VARESE Per una volta, i writers non sono vandali, ma artisti. Mercoledì sera, bombolette alla mano, due giovanissimi street artist hanno finito di colorare le serrande dell’edicola di piazzale Kennedy. Non si è trattato di un blitz, ma di un vero e proprio accordo tra i ragazzi e i proprietari dell’edicola.

«Questi due fratelli sono venuti da me a metà agosto – racconta Augusto Toscani, il titolare dell’edicola – mi hanno chiesto se potevano decorare il mio chiosco. Una domanda posta così educatamente che non sono riuscito a dirgli di no». Il signor Toscani ha dato il suo benestare soprattutto perché crede nei giovani. «Bisogna coinvolgere i ragazzi, dar loro fiducia, perché le loro capacità devono poter emergere. E sono stato premiato, perché hanno fatto un ottimo lavoro». L’edicola, una volta chiusa, sembra in effetti un coloratissimo acquario stile street art. Dish e Simone, questi i nomi di battaglia dei due artisti, sono partiti da una richiesta dei proprietari dell’edicola: volevano che nel disegno ci fosse almeno un delfino. Dish e Simone hanno diciotto e vent’anni e sono diplomati al liceo artistico. Simone studia, Dish lavora: da metà agosto ad oggi, nei ritagli di tempo, hanno poco a poco dipinto tre lati dell’edicola, trasformandola da grigio parallelepipedo in un’esplosione di colori. Augusto Toscani è soddisfattissimo: «piazzale Kennedy è uno dei primi luoghi che si vedono di Varese, perché è a fianco della stazione. Mi fa un immenso piacere pensare che i turisti, come prima cosa, vedano un’opera d’arte così moderna e bella. Ora è una specie di cartolina per Varese, fatta da due artisti capaci, giovani, e che meritano di farsi conoscere».

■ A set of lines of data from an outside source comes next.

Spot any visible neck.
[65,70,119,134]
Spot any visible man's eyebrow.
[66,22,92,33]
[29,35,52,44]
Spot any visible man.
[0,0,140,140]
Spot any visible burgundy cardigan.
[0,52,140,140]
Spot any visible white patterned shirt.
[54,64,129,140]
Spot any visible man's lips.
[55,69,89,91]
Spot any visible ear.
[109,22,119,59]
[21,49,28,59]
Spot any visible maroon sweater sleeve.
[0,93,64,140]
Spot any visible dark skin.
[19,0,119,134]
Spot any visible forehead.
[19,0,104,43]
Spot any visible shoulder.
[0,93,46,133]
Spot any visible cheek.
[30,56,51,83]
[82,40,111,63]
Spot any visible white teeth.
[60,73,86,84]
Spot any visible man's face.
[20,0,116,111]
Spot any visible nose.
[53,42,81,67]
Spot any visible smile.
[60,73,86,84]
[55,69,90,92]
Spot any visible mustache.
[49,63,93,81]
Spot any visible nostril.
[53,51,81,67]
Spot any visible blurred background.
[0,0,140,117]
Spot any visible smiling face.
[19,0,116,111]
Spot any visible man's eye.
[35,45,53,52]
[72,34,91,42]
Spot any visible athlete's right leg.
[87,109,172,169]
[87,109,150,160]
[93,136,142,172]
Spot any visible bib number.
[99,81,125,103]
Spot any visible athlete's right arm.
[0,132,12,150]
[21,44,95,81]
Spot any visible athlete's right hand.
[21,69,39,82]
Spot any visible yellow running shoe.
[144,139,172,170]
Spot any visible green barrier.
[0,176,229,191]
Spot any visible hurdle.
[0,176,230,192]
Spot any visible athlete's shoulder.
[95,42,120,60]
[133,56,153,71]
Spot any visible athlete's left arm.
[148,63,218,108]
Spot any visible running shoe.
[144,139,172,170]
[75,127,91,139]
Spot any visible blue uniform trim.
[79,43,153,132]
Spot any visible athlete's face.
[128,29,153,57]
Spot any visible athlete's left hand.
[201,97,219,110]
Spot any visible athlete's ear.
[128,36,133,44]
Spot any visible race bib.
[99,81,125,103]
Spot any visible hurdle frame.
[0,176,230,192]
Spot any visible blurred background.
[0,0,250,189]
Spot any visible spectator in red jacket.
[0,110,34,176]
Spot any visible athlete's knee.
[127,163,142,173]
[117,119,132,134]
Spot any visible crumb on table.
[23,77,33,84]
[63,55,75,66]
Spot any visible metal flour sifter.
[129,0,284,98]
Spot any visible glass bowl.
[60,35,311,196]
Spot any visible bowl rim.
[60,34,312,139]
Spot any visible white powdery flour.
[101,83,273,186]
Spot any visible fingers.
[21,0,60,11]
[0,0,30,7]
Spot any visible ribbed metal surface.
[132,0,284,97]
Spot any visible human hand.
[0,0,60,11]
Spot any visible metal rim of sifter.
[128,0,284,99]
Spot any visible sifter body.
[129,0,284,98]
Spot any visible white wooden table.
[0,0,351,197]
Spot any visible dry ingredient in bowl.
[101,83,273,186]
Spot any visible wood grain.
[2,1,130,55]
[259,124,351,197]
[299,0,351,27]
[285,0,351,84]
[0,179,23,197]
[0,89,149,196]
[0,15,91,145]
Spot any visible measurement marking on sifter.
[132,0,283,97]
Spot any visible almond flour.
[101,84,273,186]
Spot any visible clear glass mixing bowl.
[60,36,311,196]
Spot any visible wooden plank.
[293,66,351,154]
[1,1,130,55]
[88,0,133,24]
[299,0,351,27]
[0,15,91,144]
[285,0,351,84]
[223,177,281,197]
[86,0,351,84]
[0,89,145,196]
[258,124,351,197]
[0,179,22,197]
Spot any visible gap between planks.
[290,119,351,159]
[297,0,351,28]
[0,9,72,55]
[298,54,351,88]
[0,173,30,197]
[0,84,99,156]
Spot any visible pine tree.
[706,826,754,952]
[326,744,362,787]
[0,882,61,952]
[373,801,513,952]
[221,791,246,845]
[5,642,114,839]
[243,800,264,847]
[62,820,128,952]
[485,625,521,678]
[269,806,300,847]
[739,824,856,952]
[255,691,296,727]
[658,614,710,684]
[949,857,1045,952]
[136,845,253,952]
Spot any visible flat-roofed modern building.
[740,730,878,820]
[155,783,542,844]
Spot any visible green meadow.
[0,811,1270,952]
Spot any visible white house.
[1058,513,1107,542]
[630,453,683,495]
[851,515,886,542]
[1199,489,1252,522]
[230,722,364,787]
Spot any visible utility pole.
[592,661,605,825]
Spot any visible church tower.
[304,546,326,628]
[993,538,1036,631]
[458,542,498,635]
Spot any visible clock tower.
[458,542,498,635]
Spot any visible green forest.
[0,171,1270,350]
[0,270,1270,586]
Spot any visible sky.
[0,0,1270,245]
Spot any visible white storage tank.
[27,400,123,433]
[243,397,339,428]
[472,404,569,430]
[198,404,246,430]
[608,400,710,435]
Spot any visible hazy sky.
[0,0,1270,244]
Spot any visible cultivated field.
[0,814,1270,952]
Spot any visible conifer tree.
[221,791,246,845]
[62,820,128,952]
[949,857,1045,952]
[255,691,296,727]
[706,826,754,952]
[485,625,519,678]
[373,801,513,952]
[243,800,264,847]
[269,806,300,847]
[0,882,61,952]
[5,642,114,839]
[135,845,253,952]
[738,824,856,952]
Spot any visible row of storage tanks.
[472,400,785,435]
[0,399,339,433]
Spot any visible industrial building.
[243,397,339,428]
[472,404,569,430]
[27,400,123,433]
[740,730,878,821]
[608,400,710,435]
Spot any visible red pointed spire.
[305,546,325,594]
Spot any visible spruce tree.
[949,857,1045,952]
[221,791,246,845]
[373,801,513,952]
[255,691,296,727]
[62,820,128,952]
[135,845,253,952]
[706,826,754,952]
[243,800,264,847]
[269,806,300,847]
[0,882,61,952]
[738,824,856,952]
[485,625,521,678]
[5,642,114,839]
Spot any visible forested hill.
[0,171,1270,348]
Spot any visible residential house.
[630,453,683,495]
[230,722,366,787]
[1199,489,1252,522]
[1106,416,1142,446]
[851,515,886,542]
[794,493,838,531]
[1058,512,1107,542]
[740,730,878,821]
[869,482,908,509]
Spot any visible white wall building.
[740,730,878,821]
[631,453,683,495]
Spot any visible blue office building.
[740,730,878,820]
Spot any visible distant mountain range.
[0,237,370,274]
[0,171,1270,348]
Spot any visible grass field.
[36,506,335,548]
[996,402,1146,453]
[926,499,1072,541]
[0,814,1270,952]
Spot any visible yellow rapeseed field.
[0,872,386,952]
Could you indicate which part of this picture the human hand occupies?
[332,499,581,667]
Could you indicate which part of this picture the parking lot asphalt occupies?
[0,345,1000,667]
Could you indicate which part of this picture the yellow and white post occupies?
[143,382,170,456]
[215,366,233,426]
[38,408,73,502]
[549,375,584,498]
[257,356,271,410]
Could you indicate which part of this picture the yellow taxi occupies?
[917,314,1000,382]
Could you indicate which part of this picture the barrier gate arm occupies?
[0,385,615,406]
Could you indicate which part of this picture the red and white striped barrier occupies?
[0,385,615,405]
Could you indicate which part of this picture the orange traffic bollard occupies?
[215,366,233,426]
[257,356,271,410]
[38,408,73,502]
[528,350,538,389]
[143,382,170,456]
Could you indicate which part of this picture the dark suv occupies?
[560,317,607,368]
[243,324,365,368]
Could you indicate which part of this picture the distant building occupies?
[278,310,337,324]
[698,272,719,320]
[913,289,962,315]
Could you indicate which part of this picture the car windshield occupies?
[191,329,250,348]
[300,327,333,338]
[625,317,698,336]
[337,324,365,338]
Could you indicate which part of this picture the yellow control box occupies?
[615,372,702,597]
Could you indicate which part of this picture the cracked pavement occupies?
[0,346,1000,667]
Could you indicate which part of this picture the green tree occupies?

Questi due ragazzi, agli occhi dell’edicolante hanno un merito in più: quello di tentare di sdoganare la propria arte. Chiedendo il permesso di dipingere, infatti, Dish e Simone smettono di essere dei vandali e diventano artisti a pieno titolo, con la città come tela da pittore. Sono stati tanti i “no” che hanno ricevuto in risposta: finalmente qualcuno ha creduto in loro e oggi tutti possono vedere cosa sanno fare.